After using purrr
and friends to read in a load of csvs I have ended up with a tibble
that looks something like this:
library(tidyverse)
df <-
tibble(
df_name = c("A", "B", "A", "A", "B"),
data = list(iris)
)
df
# A tibble: 5 x 2
df_name data
<chr> <list>
1 A <data.frame [150 × 5]>
2 B <data.frame [150 × 5]>
3 A <data.frame [150 × 5]>
4 A <data.frame [150 × 5]>
5 B <data.frame [150 × 5]>
I want to rbind
(or equivalent) all data with a common df_name
. I'd like the output to be a named list. I can do this with tapply
:
desired = tapply(df$data, df$df_name, function(y) do.call(rbind,y))
List of 2
$ A:'data.frame': 450 obs. of 5 variables:
..$ Sepal.Length: num [1:450] 5.1 4.9 4.7 4.6 5 5.4 4.6 5 4.4 4.9 ...
..$ Sepal.Width : num [1:450] 3.5 3 3.2 3.1 3.6 3.9 3.4 3.4 2.9 3.1 ...
..$ Petal.Length: num [1:450] 1.4 1.4 1.3 1.5 1.4 1.7 1.4 1.5 1.4 1.5 ...
..$ Petal.Width : num [1:450] 0.2 0.2 0.2 0.2 0.2 0.4 0.3 0.2 0.2 0.1 ...
..$ Species : Factor w/ 3 levels "setosa","versicolor",..: 1 1 1 1 1 1 1 1 1 1 ...
$ B:'data.frame': 300 obs. of 5 variables:
..$ Sepal.Length: num [1:300] 5.1 4.9 4.7 4.6 5 5.4 4.6 5 4.4 4.9 ...
..$ Sepal.Width : num [1:300] 3.5 3 3.2 3.1 3.6 3.9 3.4 3.4 2.9 3.1 ...
..$ Petal.Length: num [1:300] 1.4 1.4 1.3 1.5 1.4 1.7 1.4 1.5 1.4 1.5 ...
..$ Petal.Width : num [1:300] 0.2 0.2 0.2 0.2 0.2 0.4 0.3 0.2 0.2 0.1 ...

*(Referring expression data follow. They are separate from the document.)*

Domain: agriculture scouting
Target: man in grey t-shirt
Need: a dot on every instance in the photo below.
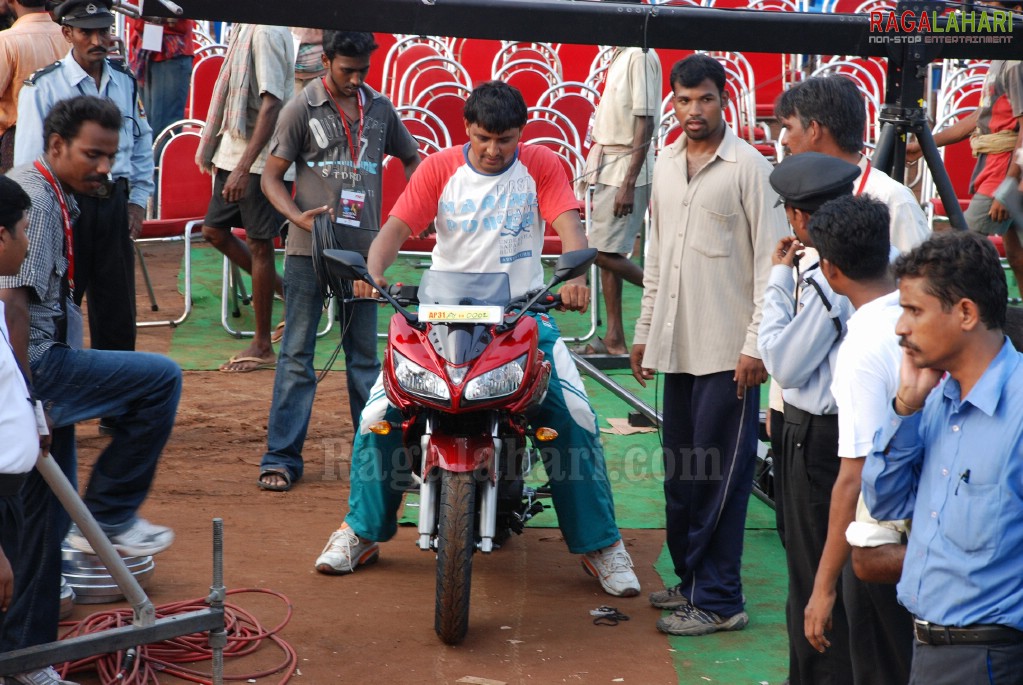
(337, 132)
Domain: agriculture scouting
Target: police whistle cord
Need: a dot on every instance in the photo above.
(246, 635)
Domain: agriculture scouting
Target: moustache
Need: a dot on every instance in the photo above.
(902, 343)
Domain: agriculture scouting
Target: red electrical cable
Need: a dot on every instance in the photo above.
(245, 636)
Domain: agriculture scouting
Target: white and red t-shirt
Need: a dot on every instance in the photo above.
(488, 223)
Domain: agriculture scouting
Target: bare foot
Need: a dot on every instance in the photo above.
(250, 360)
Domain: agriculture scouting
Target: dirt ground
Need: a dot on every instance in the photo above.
(530, 618)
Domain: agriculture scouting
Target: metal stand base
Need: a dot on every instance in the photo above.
(146, 628)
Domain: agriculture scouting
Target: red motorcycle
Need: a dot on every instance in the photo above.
(464, 370)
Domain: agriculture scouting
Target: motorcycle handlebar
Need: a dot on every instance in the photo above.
(408, 294)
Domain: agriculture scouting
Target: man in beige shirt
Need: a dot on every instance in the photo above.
(32, 43)
(715, 222)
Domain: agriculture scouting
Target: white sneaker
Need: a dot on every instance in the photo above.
(345, 551)
(142, 539)
(46, 676)
(613, 566)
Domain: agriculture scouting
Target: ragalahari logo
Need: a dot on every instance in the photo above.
(988, 26)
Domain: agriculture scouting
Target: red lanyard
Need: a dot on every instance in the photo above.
(862, 179)
(65, 215)
(353, 145)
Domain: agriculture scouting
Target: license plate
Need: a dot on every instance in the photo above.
(460, 314)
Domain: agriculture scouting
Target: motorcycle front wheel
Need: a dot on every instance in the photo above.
(455, 544)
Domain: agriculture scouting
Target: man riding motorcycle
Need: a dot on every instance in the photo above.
(490, 199)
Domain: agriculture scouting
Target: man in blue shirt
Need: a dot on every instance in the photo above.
(799, 336)
(949, 456)
(113, 216)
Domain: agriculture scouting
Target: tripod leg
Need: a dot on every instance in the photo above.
(941, 181)
(885, 149)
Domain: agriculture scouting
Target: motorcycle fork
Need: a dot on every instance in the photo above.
(428, 492)
(487, 493)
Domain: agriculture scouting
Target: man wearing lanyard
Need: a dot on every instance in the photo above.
(338, 132)
(827, 115)
(257, 78)
(140, 391)
(113, 215)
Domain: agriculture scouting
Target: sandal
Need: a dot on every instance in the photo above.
(282, 472)
(278, 333)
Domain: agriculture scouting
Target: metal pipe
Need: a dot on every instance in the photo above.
(144, 613)
(595, 24)
(218, 594)
(640, 406)
(617, 390)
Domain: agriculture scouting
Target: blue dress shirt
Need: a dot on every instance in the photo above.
(799, 348)
(957, 466)
(134, 160)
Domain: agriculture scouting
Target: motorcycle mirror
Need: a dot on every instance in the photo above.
(574, 264)
(346, 265)
(352, 266)
(570, 265)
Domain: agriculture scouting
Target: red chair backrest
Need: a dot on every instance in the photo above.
(374, 79)
(449, 107)
(477, 55)
(184, 190)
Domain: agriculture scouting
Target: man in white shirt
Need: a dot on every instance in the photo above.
(850, 234)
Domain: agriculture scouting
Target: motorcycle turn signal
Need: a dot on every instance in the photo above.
(381, 427)
(544, 435)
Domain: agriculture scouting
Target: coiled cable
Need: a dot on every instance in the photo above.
(246, 635)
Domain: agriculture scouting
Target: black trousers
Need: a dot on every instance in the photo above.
(881, 631)
(976, 665)
(804, 475)
(710, 446)
(104, 269)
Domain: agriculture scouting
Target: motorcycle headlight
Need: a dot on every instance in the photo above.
(496, 382)
(418, 380)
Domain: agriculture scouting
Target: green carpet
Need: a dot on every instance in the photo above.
(757, 654)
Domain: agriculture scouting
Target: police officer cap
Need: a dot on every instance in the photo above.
(808, 180)
(85, 13)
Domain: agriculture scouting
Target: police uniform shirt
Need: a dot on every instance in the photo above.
(67, 79)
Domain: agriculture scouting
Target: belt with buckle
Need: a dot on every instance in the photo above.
(933, 634)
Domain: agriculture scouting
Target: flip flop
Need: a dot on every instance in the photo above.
(257, 364)
(282, 472)
(278, 333)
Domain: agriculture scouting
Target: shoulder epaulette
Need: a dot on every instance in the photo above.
(31, 81)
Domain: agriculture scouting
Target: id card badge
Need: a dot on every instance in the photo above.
(350, 208)
(76, 329)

..$ Species : Factor w/ 3 levels "setosa","versicolor",..: 1 1 1 1 1 1 1 1 1 1 ...
- attr(*, "dim")= int 2
- attr(*, "dimnames")=List of 1
..$ : chr [1:2] "A" "B"
I can't figure out how to do the same with purrr
verbs. I think perhaps I need to start by setting the list names:
df_p <-
df %>%
mutate(data = setNames(data, df_name))
I found this question but I can't figure out how to apply in this situation.